1 of 2
Winter Storm Leon shades Crest Oxmoor
South Shades Crest and West Oxmoor were impassable as of 10 a.m.
2 of 2
Winter Storm Leon Cahaba Road
Cahaba Road in Mountain Brook is blocked by a nine-car accident.
“No way I’m heading out there now,” I told my wife, Ashley, on the phone. “I did it last year, and there was no end to the misery.”
It was 11 a.m. and everyone in the office had turned loose, arms open to embrace catastrophe. I just sat at my desk and combed my inbox for updates.
I heard from co-workers at different times throughout the day. One was lucky and made it home. Another two made it all of three blocks in three hours. About 3 p.m., Keith, our creative director who left the office first, walked back through my door.
In the meantime, I had found Rhonda and Hannah, a mother and daughter from Montgomery stranded in the complex. Rhonda’s husband and 7-year-old son were trapped on U.S. 280 West near the Colonnade, inching their way up the hill toward Mountain Brook. I made them some coffee and told them not to hope too much for a reunion, but instead get them off the road and somewhere warm.
“He said he would if he could, but there’s nowhere to go,” she answered.
Keith and I gave them walking directions to their hotel and resigned to the idea of staying the night at the office. We took a walk down Cahaba Road into Mountain Brook Village for supplies, passing out copies of Village Living to dozens of stranded drivers before picking out a selection of frozen pastas and pot pies. I should’ve bought a toothbrush.
There was a certain weight to being behind a desk while Birmingham exploded. It was warm and safe, but the bystander’s guilt was maddening. Report after report came through from law enforcement saying, “Don’t get on the roads,” but it was too late. They were already out there, desperate to get to their kids.
Keith and I ate chicken fingers at the conference table and weighed options. After dark, we decided the best bet was to walk to English Village to sleep at a friend’s in recliners as opposed to the office floor. At the top of the hill on Cahaba, there was a seven-car pile up. On our way back to the office the next morning, it had expanded to nine.
A woman stopped us at the site of the wreck to ask if we were looters. Before I could ask what would possibly make her lead with that question, she revealed several trapped cars in the area had been rifled through overnight.
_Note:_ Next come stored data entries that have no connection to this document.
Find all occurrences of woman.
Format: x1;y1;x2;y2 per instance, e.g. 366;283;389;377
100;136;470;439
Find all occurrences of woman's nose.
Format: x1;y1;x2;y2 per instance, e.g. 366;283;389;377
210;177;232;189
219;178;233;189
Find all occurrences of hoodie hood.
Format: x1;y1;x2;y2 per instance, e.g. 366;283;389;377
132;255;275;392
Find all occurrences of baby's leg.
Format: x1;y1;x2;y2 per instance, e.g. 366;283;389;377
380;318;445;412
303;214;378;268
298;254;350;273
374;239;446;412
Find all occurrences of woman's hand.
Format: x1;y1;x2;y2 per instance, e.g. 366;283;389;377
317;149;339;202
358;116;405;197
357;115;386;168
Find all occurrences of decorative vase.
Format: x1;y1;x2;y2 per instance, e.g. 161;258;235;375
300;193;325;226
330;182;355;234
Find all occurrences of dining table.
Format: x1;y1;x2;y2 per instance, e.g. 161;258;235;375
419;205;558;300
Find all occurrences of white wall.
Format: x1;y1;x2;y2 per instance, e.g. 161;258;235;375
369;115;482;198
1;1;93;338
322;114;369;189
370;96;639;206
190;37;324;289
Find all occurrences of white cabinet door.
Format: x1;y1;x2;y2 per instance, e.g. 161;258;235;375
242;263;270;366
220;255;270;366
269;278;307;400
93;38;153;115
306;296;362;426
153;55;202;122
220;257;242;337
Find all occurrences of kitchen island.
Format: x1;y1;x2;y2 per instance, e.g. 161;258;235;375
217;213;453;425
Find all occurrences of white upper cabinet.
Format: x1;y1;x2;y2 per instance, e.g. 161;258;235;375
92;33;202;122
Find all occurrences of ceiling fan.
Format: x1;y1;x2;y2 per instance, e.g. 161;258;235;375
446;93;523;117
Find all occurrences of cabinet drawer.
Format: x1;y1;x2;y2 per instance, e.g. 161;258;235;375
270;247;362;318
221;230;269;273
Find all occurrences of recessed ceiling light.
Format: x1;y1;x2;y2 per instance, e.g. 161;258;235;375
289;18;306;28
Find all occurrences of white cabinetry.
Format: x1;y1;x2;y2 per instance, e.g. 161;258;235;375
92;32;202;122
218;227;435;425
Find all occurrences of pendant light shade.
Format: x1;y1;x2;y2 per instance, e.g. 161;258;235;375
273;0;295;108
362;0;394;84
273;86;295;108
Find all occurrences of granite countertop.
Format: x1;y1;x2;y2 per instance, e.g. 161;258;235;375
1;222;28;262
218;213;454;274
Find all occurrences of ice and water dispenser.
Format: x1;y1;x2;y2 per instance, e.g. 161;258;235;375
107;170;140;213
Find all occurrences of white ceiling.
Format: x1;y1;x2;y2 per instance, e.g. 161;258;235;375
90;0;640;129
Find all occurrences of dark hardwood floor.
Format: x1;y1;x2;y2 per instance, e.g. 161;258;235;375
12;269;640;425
After that, Keith and I walked up to 280 to see if we could help. It was immediately evident we couldn’t. Bits of reflective plastic covered the white road like ice cream sprinkles. Tractor trailers slid into formation to inch past the used car lot 280 had become. People were driving the same direction on both sides of the divide. We were not equipped to do anything but take photos.
We walked down to Brookwood, and Keith struck off on a tour of U.S. 31 and Hollywood. He bravely left for home at about 11 a.m. I was not so brave.
I went back to the desk and powered out the best road update I could put together because, were it me separated from my kids, I’d want to know the quickest remedy for it. I updated it for a couple hours and suddenly felt too tired to do it anymore. What really happened was I realized I was alone. I passed out.
Two hours later, Dan, the publisher, showed up. He had walked from West Homewood to Brookwood and driven to Office Park from there. He said Lakeshore was good, so I went.
I was going to Regent Forest in Hoover, which meant I needed to get up the hill. Columbiana Road was non-negotiable, and I-65 South wasn’t moving. I had already received a photo of South Shades Crest. That wasn’t happening. I parked safely near Samford and started walking.
My hike was better than most — only four or five miles. I felt guilty.
I wondered what was everyone else was thinking when they did this the night before? Anger, surely, over a situation spun wildly out of control. Maybe hope of being warm drug them up this hill and over the next three.
Maybe though, they were like me for most of it. Whether they had kindergarteners in tow, or a spouse or a parent, or they were all alone, too, maybe they just watched where they stepped. The real hope being that the black spot ahead was asphalt and nothing more.